L’ipotesi di incamerare una minuscola perdita alle società dei 117 padroni del mondo, non fu nemmeno presa in considerazione. Nessuna mano sulla coscienza. Non poteva essere altrimenti.

Perché i “mercati – spiegava già un secolo fa l’economista John Maynard Keynes -“sono mossi da spiriti animaleschi. Non dalla ragione”.

Così anche negli anni dell’avvento dell’intelligenza artificiale vince la naturale stupidità umana.

In passato i leader politici e i capi degli Stati che impersonavano la capacità e la forza decisionale erano esseri umani e, almeno in una certa misura, condizionabili con il voto popolare.
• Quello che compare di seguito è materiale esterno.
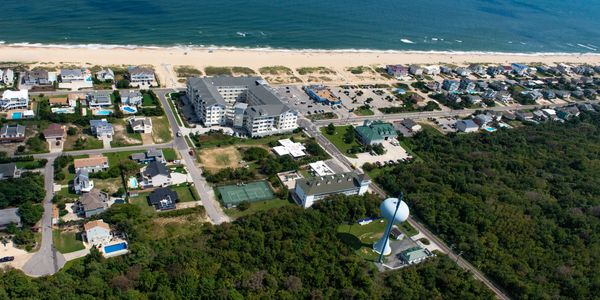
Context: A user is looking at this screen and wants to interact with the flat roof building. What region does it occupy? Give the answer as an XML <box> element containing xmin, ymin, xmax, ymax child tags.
<box><xmin>308</xmin><ymin>161</ymin><xmax>335</xmax><ymax>177</ymax></box>
<box><xmin>272</xmin><ymin>139</ymin><xmax>306</xmax><ymax>158</ymax></box>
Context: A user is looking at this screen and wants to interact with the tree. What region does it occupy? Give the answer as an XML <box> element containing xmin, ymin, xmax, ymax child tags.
<box><xmin>18</xmin><ymin>202</ymin><xmax>43</xmax><ymax>226</ymax></box>
<box><xmin>116</xmin><ymin>79</ymin><xmax>130</xmax><ymax>89</ymax></box>
<box><xmin>326</xmin><ymin>123</ymin><xmax>335</xmax><ymax>135</ymax></box>
<box><xmin>237</xmin><ymin>201</ymin><xmax>250</xmax><ymax>211</ymax></box>
<box><xmin>66</xmin><ymin>127</ymin><xmax>77</xmax><ymax>136</ymax></box>
<box><xmin>243</xmin><ymin>147</ymin><xmax>268</xmax><ymax>161</ymax></box>
<box><xmin>343</xmin><ymin>125</ymin><xmax>356</xmax><ymax>144</ymax></box>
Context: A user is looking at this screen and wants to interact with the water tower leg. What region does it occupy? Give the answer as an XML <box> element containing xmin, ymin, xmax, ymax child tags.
<box><xmin>373</xmin><ymin>223</ymin><xmax>393</xmax><ymax>256</ymax></box>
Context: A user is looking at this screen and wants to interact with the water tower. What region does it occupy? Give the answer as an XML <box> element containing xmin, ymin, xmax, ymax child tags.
<box><xmin>373</xmin><ymin>193</ymin><xmax>410</xmax><ymax>261</ymax></box>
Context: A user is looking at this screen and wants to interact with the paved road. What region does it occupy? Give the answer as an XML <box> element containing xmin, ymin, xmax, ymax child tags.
<box><xmin>22</xmin><ymin>157</ymin><xmax>66</xmax><ymax>277</ymax></box>
<box><xmin>314</xmin><ymin>100</ymin><xmax>600</xmax><ymax>126</ymax></box>
<box><xmin>155</xmin><ymin>90</ymin><xmax>229</xmax><ymax>224</ymax></box>
<box><xmin>29</xmin><ymin>142</ymin><xmax>174</xmax><ymax>159</ymax></box>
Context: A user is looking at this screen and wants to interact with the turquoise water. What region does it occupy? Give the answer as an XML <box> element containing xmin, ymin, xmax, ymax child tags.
<box><xmin>95</xmin><ymin>110</ymin><xmax>112</xmax><ymax>116</ymax></box>
<box><xmin>0</xmin><ymin>0</ymin><xmax>598</xmax><ymax>53</ymax></box>
<box><xmin>104</xmin><ymin>242</ymin><xmax>127</xmax><ymax>254</ymax></box>
<box><xmin>11</xmin><ymin>112</ymin><xmax>22</xmax><ymax>119</ymax></box>
<box><xmin>122</xmin><ymin>106</ymin><xmax>137</xmax><ymax>114</ymax></box>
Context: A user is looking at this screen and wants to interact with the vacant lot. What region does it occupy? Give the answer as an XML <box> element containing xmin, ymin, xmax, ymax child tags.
<box><xmin>320</xmin><ymin>125</ymin><xmax>361</xmax><ymax>158</ymax></box>
<box><xmin>199</xmin><ymin>146</ymin><xmax>241</xmax><ymax>171</ymax></box>
<box><xmin>52</xmin><ymin>230</ymin><xmax>84</xmax><ymax>254</ymax></box>
<box><xmin>151</xmin><ymin>116</ymin><xmax>172</xmax><ymax>143</ymax></box>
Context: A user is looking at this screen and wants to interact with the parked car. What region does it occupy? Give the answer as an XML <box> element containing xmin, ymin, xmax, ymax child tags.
<box><xmin>0</xmin><ymin>256</ymin><xmax>14</xmax><ymax>263</ymax></box>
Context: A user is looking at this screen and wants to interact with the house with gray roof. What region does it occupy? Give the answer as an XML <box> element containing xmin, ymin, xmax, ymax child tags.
<box><xmin>187</xmin><ymin>76</ymin><xmax>298</xmax><ymax>137</ymax></box>
<box><xmin>0</xmin><ymin>124</ymin><xmax>26</xmax><ymax>142</ymax></box>
<box><xmin>131</xmin><ymin>149</ymin><xmax>165</xmax><ymax>164</ymax></box>
<box><xmin>140</xmin><ymin>161</ymin><xmax>171</xmax><ymax>188</ymax></box>
<box><xmin>128</xmin><ymin>67</ymin><xmax>155</xmax><ymax>83</ymax></box>
<box><xmin>122</xmin><ymin>90</ymin><xmax>143</xmax><ymax>106</ymax></box>
<box><xmin>87</xmin><ymin>91</ymin><xmax>112</xmax><ymax>107</ymax></box>
<box><xmin>95</xmin><ymin>69</ymin><xmax>114</xmax><ymax>82</ymax></box>
<box><xmin>22</xmin><ymin>69</ymin><xmax>50</xmax><ymax>86</ymax></box>
<box><xmin>127</xmin><ymin>116</ymin><xmax>152</xmax><ymax>134</ymax></box>
<box><xmin>293</xmin><ymin>172</ymin><xmax>370</xmax><ymax>208</ymax></box>
<box><xmin>456</xmin><ymin>119</ymin><xmax>479</xmax><ymax>133</ymax></box>
<box><xmin>0</xmin><ymin>207</ymin><xmax>21</xmax><ymax>229</ymax></box>
<box><xmin>90</xmin><ymin>119</ymin><xmax>114</xmax><ymax>139</ymax></box>
<box><xmin>60</xmin><ymin>69</ymin><xmax>84</xmax><ymax>83</ymax></box>
<box><xmin>73</xmin><ymin>169</ymin><xmax>93</xmax><ymax>194</ymax></box>
<box><xmin>78</xmin><ymin>189</ymin><xmax>109</xmax><ymax>218</ymax></box>
<box><xmin>0</xmin><ymin>163</ymin><xmax>19</xmax><ymax>180</ymax></box>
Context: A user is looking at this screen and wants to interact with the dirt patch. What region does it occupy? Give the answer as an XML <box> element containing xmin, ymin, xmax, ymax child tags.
<box><xmin>199</xmin><ymin>146</ymin><xmax>242</xmax><ymax>172</ymax></box>
<box><xmin>153</xmin><ymin>213</ymin><xmax>208</xmax><ymax>225</ymax></box>
<box><xmin>141</xmin><ymin>133</ymin><xmax>154</xmax><ymax>145</ymax></box>
<box><xmin>113</xmin><ymin>123</ymin><xmax>141</xmax><ymax>145</ymax></box>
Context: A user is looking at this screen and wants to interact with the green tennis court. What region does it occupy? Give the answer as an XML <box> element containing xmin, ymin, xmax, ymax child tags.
<box><xmin>218</xmin><ymin>181</ymin><xmax>275</xmax><ymax>206</ymax></box>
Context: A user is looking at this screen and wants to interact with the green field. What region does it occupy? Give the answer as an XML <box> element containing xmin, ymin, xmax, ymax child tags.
<box><xmin>129</xmin><ymin>192</ymin><xmax>156</xmax><ymax>215</ymax></box>
<box><xmin>141</xmin><ymin>94</ymin><xmax>155</xmax><ymax>106</ymax></box>
<box><xmin>105</xmin><ymin>150</ymin><xmax>140</xmax><ymax>166</ymax></box>
<box><xmin>224</xmin><ymin>198</ymin><xmax>293</xmax><ymax>219</ymax></box>
<box><xmin>52</xmin><ymin>230</ymin><xmax>85</xmax><ymax>254</ymax></box>
<box><xmin>337</xmin><ymin>220</ymin><xmax>386</xmax><ymax>260</ymax></box>
<box><xmin>320</xmin><ymin>125</ymin><xmax>361</xmax><ymax>158</ymax></box>
<box><xmin>354</xmin><ymin>107</ymin><xmax>375</xmax><ymax>116</ymax></box>
<box><xmin>151</xmin><ymin>116</ymin><xmax>173</xmax><ymax>143</ymax></box>
<box><xmin>172</xmin><ymin>184</ymin><xmax>199</xmax><ymax>203</ymax></box>
<box><xmin>162</xmin><ymin>148</ymin><xmax>178</xmax><ymax>161</ymax></box>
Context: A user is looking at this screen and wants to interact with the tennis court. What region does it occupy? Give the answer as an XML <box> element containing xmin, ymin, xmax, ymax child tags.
<box><xmin>218</xmin><ymin>181</ymin><xmax>275</xmax><ymax>206</ymax></box>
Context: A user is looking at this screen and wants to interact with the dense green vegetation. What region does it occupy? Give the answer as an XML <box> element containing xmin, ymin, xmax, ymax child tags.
<box><xmin>0</xmin><ymin>195</ymin><xmax>493</xmax><ymax>299</ymax></box>
<box><xmin>374</xmin><ymin>112</ymin><xmax>600</xmax><ymax>299</ymax></box>
<box><xmin>0</xmin><ymin>172</ymin><xmax>45</xmax><ymax>208</ymax></box>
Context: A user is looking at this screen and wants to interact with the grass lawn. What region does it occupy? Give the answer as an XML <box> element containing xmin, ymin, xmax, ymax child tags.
<box><xmin>94</xmin><ymin>177</ymin><xmax>126</xmax><ymax>194</ymax></box>
<box><xmin>337</xmin><ymin>220</ymin><xmax>387</xmax><ymax>261</ymax></box>
<box><xmin>172</xmin><ymin>184</ymin><xmax>199</xmax><ymax>203</ymax></box>
<box><xmin>151</xmin><ymin>116</ymin><xmax>173</xmax><ymax>143</ymax></box>
<box><xmin>52</xmin><ymin>230</ymin><xmax>85</xmax><ymax>254</ymax></box>
<box><xmin>15</xmin><ymin>160</ymin><xmax>45</xmax><ymax>169</ymax></box>
<box><xmin>129</xmin><ymin>192</ymin><xmax>155</xmax><ymax>216</ymax></box>
<box><xmin>141</xmin><ymin>94</ymin><xmax>155</xmax><ymax>106</ymax></box>
<box><xmin>64</xmin><ymin>134</ymin><xmax>103</xmax><ymax>151</ymax></box>
<box><xmin>104</xmin><ymin>150</ymin><xmax>140</xmax><ymax>166</ymax></box>
<box><xmin>354</xmin><ymin>107</ymin><xmax>375</xmax><ymax>116</ymax></box>
<box><xmin>162</xmin><ymin>148</ymin><xmax>178</xmax><ymax>161</ymax></box>
<box><xmin>224</xmin><ymin>198</ymin><xmax>293</xmax><ymax>219</ymax></box>
<box><xmin>167</xmin><ymin>93</ymin><xmax>184</xmax><ymax>127</ymax></box>
<box><xmin>320</xmin><ymin>125</ymin><xmax>361</xmax><ymax>158</ymax></box>
<box><xmin>56</xmin><ymin>186</ymin><xmax>79</xmax><ymax>202</ymax></box>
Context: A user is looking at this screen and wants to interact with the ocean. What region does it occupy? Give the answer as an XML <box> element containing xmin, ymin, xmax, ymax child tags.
<box><xmin>1</xmin><ymin>0</ymin><xmax>599</xmax><ymax>53</ymax></box>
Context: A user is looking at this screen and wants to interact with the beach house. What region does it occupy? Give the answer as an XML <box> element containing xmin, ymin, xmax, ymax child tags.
<box><xmin>0</xmin><ymin>90</ymin><xmax>28</xmax><ymax>111</ymax></box>
<box><xmin>148</xmin><ymin>187</ymin><xmax>178</xmax><ymax>211</ymax></box>
<box><xmin>293</xmin><ymin>172</ymin><xmax>371</xmax><ymax>208</ymax></box>
<box><xmin>121</xmin><ymin>90</ymin><xmax>143</xmax><ymax>106</ymax></box>
<box><xmin>73</xmin><ymin>169</ymin><xmax>94</xmax><ymax>194</ymax></box>
<box><xmin>128</xmin><ymin>67</ymin><xmax>155</xmax><ymax>84</ymax></box>
<box><xmin>0</xmin><ymin>163</ymin><xmax>20</xmax><ymax>180</ymax></box>
<box><xmin>456</xmin><ymin>119</ymin><xmax>479</xmax><ymax>133</ymax></box>
<box><xmin>131</xmin><ymin>149</ymin><xmax>166</xmax><ymax>164</ymax></box>
<box><xmin>21</xmin><ymin>69</ymin><xmax>50</xmax><ymax>86</ymax></box>
<box><xmin>386</xmin><ymin>65</ymin><xmax>408</xmax><ymax>78</ymax></box>
<box><xmin>87</xmin><ymin>91</ymin><xmax>112</xmax><ymax>107</ymax></box>
<box><xmin>74</xmin><ymin>155</ymin><xmax>109</xmax><ymax>173</ymax></box>
<box><xmin>423</xmin><ymin>65</ymin><xmax>440</xmax><ymax>76</ymax></box>
<box><xmin>0</xmin><ymin>69</ymin><xmax>14</xmax><ymax>86</ymax></box>
<box><xmin>187</xmin><ymin>76</ymin><xmax>298</xmax><ymax>137</ymax></box>
<box><xmin>140</xmin><ymin>161</ymin><xmax>172</xmax><ymax>188</ymax></box>
<box><xmin>78</xmin><ymin>188</ymin><xmax>110</xmax><ymax>218</ymax></box>
<box><xmin>0</xmin><ymin>124</ymin><xmax>25</xmax><ymax>142</ymax></box>
<box><xmin>95</xmin><ymin>69</ymin><xmax>114</xmax><ymax>82</ymax></box>
<box><xmin>355</xmin><ymin>120</ymin><xmax>397</xmax><ymax>146</ymax></box>
<box><xmin>43</xmin><ymin>123</ymin><xmax>66</xmax><ymax>148</ymax></box>
<box><xmin>127</xmin><ymin>116</ymin><xmax>152</xmax><ymax>134</ymax></box>
<box><xmin>442</xmin><ymin>80</ymin><xmax>459</xmax><ymax>92</ymax></box>
<box><xmin>84</xmin><ymin>219</ymin><xmax>112</xmax><ymax>246</ymax></box>
<box><xmin>60</xmin><ymin>69</ymin><xmax>84</xmax><ymax>83</ymax></box>
<box><xmin>90</xmin><ymin>119</ymin><xmax>114</xmax><ymax>139</ymax></box>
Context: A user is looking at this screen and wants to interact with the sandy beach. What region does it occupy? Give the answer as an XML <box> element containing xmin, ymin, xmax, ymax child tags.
<box><xmin>1</xmin><ymin>45</ymin><xmax>599</xmax><ymax>68</ymax></box>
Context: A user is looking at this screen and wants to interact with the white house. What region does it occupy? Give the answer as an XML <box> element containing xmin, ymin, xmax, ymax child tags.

La finanza era ancora subordinata alla politica, decisioni e azioni non erano mosse esclusivamente dal perseguimento del profitto. Poi, a mano a mano che le decisioni sono state legate al “mercato”, la nebbia si è fatta fitta, le figure sono sbiadite.

Ora vediamo governi che svolgono ruoli puramente notarili, registrano e mettono in pratica cose decise in un qualche altrove e imposte senza possibilità di rifiuto, poiché le punizioni minacciate sono terrorizzanti. La Grecia, estate 2015, come già detto, lo sta a testimoniare.